The IMF said the SBA would focus on:
Implementation of the FY24 budget to facilitate Pakistan’s needed fiscal adjustment and ensure debt sustainability, while protecting critical social spending;
A return to a market-determined exchange rate and proper FX market functioning to absorb external shocks and eliminate FX shortages;
An appropriately tight monetary policy aimed at disinflation; and
Further progress on structural reforms, particularly with regard to energy sector viability, SOE governance, and climate resilience.
‘SBA approval to bolster Pakistan’s economic position’
Moments after the approval, Prime Minister Shehbaz Sharif stated in a tweet that this is a major step forward in the government’s efforts to stabilise the economy and achieve stability.
“It bolsters Pakistan’s economic position to overcome immediate- to medium-term economic challenges, giving the next government the fiscal space to chart the way forward,” he said.
“This milestone, which was achieved against the heaviest of odds & against seemingly impossible deadline, could not have been possible without excellent team effort,” he said.
“I would commend Finance Minister Ishaq Dar & his team at the Ministry of Finance for their hard work. My special thanks are also due to Kristalina Georgieva, MD of IMF, and her team for their support & cooperation.”
‘New SBA offers Pakistan an opportunity to regain macroeconomic stability’
The authorities’ new Stand-By Arrangement, implemented faithfully, offers Pakistan an opportunity to regain macroeconomic stability and address these imbalances through consistent policy implementation: IMF Managing Director Kristalina Georgieva
Following the Executive Board discussion, Georgieva, the IMF Managing Director and Chair, said Pakistan’s economy was hit hard by significant shocks last year including the spillovers from the severe impacts of floods, large volatility in commodity prices, and the tightening of external and domestic financing conditions.
“These factors together with uneven policy implementation under the Extended Fund Facility combined to halt the post-pandemic recovery, sharply increase inflation, and significantly depleted internal and external buffers.
“The authorities’ new Stand-By Arrangement, implemented faithfully, offers Pakistan an opportunity to regain macroeconomic stability and address these imbalances through consistent policy implementation.”
Georgieva said the FY24 budget, which targets a modest primary surplus, is a welcome step toward fiscal stabilisation.
“The anticipated improvement in tax revenues is critical to strengthen public finances, and to eventually create the fiscal space needed to bolster social and development spending. Maintaining discipline over non-critical primary expenditure will be essential to support budget execution within the envisaged envelope.

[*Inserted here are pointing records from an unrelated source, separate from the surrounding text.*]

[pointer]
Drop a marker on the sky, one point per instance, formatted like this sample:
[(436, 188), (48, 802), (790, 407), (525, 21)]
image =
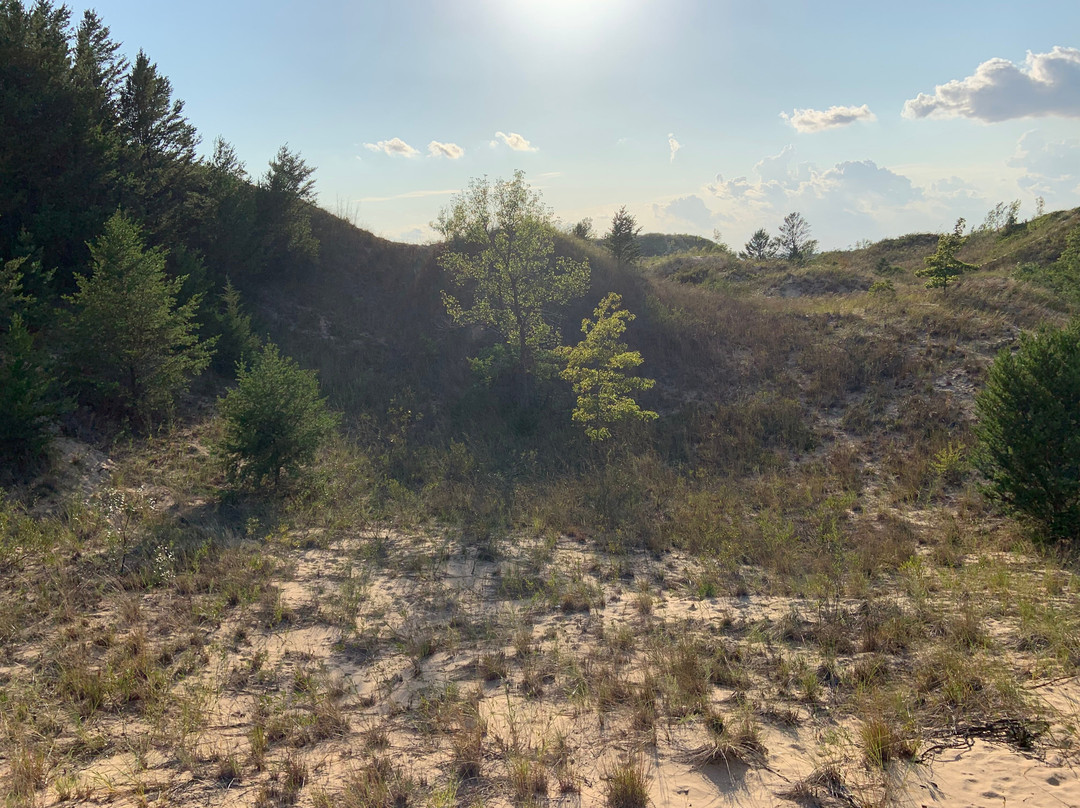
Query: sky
[(872, 120)]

“In parallel, the authorities urgently need to strengthen energy sector viability by aligning tariffs with costs, reforming the sectors cost base, and better-targeting power subsidies. Looking beyond this fiscal year, enhanced efforts to expand the tax base and improve public financial management, including in the delivery of quality infrastructure, are needed and increase progressivity and efficiency.
“The recent increase in the policy rate by the SBP is appropriate given the very high inflationary pressures, which disproportionately impact the most vulnerable. A continued tight, proactive, and data-driven monetary policy is warranted going forward.
“A market-determined exchange rate is also critical to absorbing external shocks, reducing external imbalances, and restoring growth, competitiveness, and buffers. Close oversight of the banking system and decisive action to address undercapitalized financial institutions would support financial stability.”
“Accelerating structural reforms to build climate resilience, enhance safety nets, strengthen governance, including of state-owned enterprises, and improve the business environment by creating a level-playing-field for investment and trade are necessary for job creation and raising inclusive growth,” she added.